Les femmes qui se sont organisées au sein de Terre pour tous, une association de membres de familles de Tunisiens disparus en Méditerranée, ont cherché une réponse à cette douloureuse solitude. Parmi elles, Leyla Akik, mère de Youseff, qui tentait de rejoindre l'Italie. Leyla n'a pas eu de nouvelles de son fils depuis plus de trois ans. « Il n'est pas là, dit-elle, c'est pourquoi mon combat pour connaître la vérité a pris de l'ampleur et je me sens maintenant comme la mère de tous les jeunes qui disparaissent ».

La « maternité migrante » c’est aussi celle des femmes qui, dans leur propre pays, se retrouvent à jouer le rôle de mères pour les enfants de celles qui sont parties. Des femmes qui assument des charges et des responsabilités. Des femmes qui n'épargnent pas leur protection à celles et ceux qui ne peuvent pas l'obtenir de leur mère qui a été forcée d'émigrer. Qui donnent de l'amour à celles et ceux qui ne sont pas nés d'elles mais qui ont besoin d'elles. Elles s'occupent des enfants de leur sœur, belle-sœur, cousine, voisine, partageant avec eux le peu qu'elles ont. Des familles élargies qui ne se targuent d'aucune modernité mais qui réparent les échecs d'une émigration qui ne tient pas compte de l'affection et des liens familiaux. Des mères de substitution.

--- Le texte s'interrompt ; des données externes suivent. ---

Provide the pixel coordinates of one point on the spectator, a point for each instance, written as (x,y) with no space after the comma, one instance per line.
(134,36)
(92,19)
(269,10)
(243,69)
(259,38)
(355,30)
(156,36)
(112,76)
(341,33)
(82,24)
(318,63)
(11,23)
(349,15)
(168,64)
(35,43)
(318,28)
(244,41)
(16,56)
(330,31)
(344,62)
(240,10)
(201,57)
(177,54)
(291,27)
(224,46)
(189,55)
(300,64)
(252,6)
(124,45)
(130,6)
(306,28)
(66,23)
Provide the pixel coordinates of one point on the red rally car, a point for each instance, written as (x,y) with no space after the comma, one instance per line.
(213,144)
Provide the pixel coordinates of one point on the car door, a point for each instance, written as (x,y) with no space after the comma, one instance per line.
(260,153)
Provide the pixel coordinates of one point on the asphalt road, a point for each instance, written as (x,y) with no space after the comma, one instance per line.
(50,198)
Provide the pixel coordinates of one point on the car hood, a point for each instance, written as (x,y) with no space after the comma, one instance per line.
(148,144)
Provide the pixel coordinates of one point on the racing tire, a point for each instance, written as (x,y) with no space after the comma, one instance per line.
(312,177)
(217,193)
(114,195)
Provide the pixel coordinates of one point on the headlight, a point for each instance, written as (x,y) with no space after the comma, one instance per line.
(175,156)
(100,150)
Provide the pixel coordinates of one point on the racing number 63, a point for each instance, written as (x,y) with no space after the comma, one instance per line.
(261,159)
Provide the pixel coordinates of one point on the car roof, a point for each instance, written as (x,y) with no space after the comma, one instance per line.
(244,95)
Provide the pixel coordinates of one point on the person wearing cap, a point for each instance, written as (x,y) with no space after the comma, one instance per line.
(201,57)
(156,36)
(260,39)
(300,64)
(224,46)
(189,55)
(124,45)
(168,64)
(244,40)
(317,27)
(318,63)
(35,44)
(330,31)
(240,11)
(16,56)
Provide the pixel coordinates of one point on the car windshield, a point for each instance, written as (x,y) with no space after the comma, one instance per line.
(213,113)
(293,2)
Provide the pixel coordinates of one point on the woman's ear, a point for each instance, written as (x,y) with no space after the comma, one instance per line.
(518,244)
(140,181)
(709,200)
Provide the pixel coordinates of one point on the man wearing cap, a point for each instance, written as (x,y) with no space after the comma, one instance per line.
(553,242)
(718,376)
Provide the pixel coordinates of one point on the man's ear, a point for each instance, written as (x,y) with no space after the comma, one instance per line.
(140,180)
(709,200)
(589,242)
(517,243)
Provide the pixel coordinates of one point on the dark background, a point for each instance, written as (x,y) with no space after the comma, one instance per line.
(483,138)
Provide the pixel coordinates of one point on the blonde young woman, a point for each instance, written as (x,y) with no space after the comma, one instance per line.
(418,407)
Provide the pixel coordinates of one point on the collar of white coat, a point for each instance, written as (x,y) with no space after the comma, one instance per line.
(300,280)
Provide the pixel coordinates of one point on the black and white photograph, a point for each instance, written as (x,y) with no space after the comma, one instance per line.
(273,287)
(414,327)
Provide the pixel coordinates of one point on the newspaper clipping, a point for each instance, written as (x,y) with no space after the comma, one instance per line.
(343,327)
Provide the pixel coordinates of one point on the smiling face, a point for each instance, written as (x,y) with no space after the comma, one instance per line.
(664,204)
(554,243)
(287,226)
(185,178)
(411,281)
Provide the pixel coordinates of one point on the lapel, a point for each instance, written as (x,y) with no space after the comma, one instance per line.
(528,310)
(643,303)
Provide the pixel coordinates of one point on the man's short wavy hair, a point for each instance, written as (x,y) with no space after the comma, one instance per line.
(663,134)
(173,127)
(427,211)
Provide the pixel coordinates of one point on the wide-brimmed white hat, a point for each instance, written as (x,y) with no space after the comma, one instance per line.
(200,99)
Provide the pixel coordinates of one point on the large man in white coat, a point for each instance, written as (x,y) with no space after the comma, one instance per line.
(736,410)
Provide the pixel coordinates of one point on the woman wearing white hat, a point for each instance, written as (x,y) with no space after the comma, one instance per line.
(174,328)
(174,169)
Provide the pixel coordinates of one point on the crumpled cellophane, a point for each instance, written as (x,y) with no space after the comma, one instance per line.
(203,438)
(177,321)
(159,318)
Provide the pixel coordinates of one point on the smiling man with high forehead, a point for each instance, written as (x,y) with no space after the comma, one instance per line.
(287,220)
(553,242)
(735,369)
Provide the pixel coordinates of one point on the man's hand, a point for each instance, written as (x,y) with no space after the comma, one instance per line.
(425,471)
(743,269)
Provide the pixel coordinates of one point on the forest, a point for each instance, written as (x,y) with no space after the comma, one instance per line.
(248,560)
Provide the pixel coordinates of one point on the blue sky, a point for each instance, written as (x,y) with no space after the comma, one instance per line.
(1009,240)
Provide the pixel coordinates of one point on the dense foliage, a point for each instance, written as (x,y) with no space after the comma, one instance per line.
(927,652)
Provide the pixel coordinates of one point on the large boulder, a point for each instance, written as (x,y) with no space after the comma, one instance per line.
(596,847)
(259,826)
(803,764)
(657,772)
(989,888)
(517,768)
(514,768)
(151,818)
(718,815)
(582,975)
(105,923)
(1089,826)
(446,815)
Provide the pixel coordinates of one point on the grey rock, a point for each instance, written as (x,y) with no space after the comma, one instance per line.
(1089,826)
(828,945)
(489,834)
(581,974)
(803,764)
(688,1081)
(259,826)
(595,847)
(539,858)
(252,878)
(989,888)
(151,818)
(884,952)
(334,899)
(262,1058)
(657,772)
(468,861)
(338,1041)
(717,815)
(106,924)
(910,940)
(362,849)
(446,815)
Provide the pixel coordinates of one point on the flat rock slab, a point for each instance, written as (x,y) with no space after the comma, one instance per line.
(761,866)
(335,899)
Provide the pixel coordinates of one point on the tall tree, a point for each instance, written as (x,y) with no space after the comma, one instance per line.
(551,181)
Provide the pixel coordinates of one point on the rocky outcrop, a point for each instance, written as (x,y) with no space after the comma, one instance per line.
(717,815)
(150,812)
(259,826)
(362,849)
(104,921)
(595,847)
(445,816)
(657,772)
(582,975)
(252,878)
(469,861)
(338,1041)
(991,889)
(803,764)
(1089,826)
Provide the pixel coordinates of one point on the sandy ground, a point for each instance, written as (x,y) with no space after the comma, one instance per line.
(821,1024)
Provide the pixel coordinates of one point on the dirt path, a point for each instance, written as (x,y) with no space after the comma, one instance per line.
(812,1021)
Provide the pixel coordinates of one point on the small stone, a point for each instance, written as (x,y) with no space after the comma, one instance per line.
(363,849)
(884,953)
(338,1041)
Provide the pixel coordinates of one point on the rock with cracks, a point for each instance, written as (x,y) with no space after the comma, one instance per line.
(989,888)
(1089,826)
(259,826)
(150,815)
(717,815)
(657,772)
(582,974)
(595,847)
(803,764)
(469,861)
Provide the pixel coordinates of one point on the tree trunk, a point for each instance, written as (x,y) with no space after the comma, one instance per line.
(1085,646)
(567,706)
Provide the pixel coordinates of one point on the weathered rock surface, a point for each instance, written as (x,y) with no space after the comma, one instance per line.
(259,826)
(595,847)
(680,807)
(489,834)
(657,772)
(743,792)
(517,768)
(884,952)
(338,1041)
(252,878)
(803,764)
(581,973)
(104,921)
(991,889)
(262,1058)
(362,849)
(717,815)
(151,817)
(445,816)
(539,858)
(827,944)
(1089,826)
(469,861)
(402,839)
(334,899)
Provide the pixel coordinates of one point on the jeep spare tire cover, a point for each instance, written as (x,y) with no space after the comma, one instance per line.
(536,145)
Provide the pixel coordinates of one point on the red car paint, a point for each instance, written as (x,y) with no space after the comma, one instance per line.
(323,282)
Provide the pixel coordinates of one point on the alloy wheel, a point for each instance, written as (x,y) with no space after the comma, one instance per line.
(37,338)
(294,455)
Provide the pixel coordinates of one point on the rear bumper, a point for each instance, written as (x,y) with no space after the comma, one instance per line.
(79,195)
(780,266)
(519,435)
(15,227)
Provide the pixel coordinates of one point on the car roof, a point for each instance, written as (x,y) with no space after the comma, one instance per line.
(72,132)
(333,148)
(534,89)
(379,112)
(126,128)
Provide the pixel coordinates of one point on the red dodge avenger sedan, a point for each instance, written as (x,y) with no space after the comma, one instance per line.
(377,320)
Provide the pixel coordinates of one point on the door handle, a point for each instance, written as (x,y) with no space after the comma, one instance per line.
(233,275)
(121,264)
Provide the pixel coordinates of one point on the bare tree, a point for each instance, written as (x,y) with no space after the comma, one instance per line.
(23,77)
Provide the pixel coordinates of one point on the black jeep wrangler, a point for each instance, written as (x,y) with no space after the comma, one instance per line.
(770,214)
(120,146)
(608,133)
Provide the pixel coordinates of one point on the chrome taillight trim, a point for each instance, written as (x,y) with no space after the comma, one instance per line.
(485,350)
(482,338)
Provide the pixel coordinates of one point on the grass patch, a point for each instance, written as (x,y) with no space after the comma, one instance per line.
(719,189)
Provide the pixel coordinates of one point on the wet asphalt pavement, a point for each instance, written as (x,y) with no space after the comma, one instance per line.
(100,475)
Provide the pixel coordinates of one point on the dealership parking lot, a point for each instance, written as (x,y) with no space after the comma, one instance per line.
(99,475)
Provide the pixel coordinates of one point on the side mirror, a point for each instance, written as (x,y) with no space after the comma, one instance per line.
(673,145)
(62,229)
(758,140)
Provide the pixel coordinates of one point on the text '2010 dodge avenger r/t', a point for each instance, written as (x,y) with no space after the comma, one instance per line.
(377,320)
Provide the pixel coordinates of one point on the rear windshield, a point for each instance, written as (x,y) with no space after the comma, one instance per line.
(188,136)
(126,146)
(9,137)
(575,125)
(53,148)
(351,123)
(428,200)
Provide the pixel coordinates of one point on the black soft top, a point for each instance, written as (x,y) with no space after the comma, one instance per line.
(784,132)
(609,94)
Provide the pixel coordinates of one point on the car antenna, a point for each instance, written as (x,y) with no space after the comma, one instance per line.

La « maternité migrante » c’est encore celle des femmes qui laissent leurs enfants et partent précisément pour leur garantir un avenir meilleur. Elles savent qu'elles s'exposent à d'énormes dangers. Elles savent que les guettent la violence et le viol, tout comme les privations.  Que le prix à payer peut être très élevé. Parfois, elles deviennent mères au cours du voyage et ne savent pas qui est le père des nouveaux enfants qu'elles mettent au monde et qu'elles aiment malgré tout.

Comme le racontent Fiore Kenfa, une jeune Erythréenne de 24 ans, et Fassiuta Giomande, une Ivoirienne de 41 ans, qui sont arrivées du bateau « Diciotti » des garde-côtes italiens au service d'obstétrique de l'hôpital de Palerme.

Fiore Kenfa a laissé une fille trois ans plus tôt dans son village en Erythrée, son mari est en Suisse. Elle est d'abord partie travailler au Soudan, où elle a été violée. Elle est ensuite partie en Libye, où elle est tombée enceinte.

Fassiuta Giomande, quant à elle, a été contrainte d’abandonner six enfants en Côte d'Ivoire. Celui qu'elle va mettre au monde à Palerme est le septième.  « Certains penseront peut-être que je ne suis pas une bonne mère, mais je suis partie précisément pour garantir à mes enfants un avenir meilleur. J'espère les serrer à nouveau dans mes bras, leur présenter leur petit frère qui va naître, vivre ensemble une vie digne. Est-ce que je demande trop ? ». La mère qui quitte ses enfants par amour pour eux est la plus douloureuse des contradictions. Mères interrompues.

C'est pourquoi beaucoup préfèrent les emmener avec eux. Même petits, même encore dans leur ventre. Dans le désert et sur la mer, ils peuvent rencontrer la mort et devenir orphelins. Leur seul espoir est alors de rencontrer des hommes et des femmes de bonne volonté.  Un jour, à Lampedusa, un jeune homme de moins de 18 ans, originaire d'Afrique subsaharienne, a débarqué en tenant par la main un petit garçon de trois ans. « Je ne sais pas qui c'est. Je l'ai trouvé dans le désert, il était seul, abandonné. Je l'ai emmené avec moi pour le sauver, et nous avons fait le voyage ensemble, mais ce n'est pas un membre de ma famille », a déclaré le jeune homme aux bénévoles de la Croix-Rouge et à la police.  Les agents de Save the Children expliquent que cela arrive souvent parce que les mineurs sont dramatiquement séparés de leurs parents lors des étapes frénétiques du départ, ou parce que les parents eux-mêmes les confient à une connaissance pour faire la traversée.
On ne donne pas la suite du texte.